I make commission on every sale, and I make a lot of sales.

The deal I struck with my parents when I turned sixteen was that if I wanted to continue taking private lessons and playing in the youth symphony, I had to pay half. Ima encouraged my music, but Aba wanted me to experience the “real world,” which did not revolve around long-dead nineteenth-century composers. But I’ve always been more comfortable with long-dead composers and string instruments than with anyone with a beating heart.

My manager, Oscar, swoops over once the family leaves. “Can you work your magic on that guy over in guitars? He’s been here for more than an hour.”

The guy is the stereotype of a moody acoustic guitarist. He hunches on a stool with an Ibanez in his lap, strumming a Bob Dylan song, shaggy black hair falling in his face.

“You know,” I say as I approach, “if you own it, you can play it any time you want.”

He plucks another few chords. “I’ve been in here awhile, huh?”

“I love Dylan.” I do not, but music tastes are sacred. There is no more immediate connection you can make with someone than learning they like the same composer, the same band, the same vocalist as you. “And that’s a great instrument.”

When he finally glances up at me, his eyes rove over my body. Up. Down. Up. From my hips to my chest to my reddest red lipstick, a shade called Siren. Men have been looking at me in ways they probably shouldn’t for a long time. Seniors leered at me in the halls even when I was a lowly freshman. I developed early, wore underwire when all the other girls were still in training bras, and I have never looked my age. The attention typically makes me feel important. Wanted. Like I can be a star onstage instead of an invisible piece of an orchestra. Usually, I adore being looked at, but today it irks me. Arjun’s rejection and the impending test results have stripped some of my confidence.

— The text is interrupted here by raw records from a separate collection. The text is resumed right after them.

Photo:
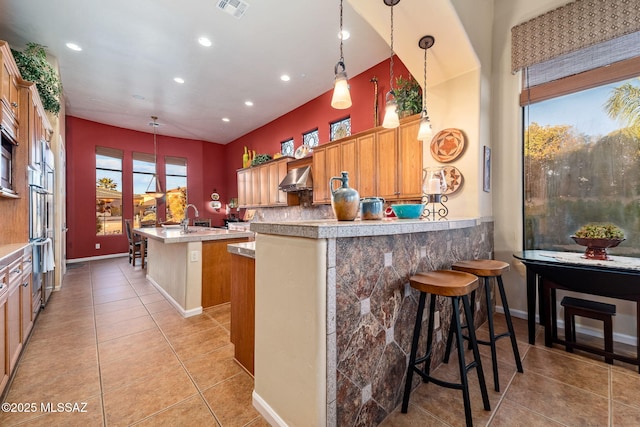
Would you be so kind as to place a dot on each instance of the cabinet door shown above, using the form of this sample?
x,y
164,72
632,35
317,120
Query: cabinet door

“Can’t afford it now, unfortunately.” He sets it back on the wall. “Do you play . . . Adina?” His gaze lingers on the name tag above my breast. Today I wish I could paste it to my forehead.

“I play viola.”

“Don’t tell me you’re into classical music.” He says classical music the way someone might say using pliers to pull off your fingernails one by one.

That sets me off, makes me wish I’d told him how overrated I find Dylan. He has probably never listened to a classical piece in its entirety. He probably equates it to elevator music. Music without a soul or a heartbeat.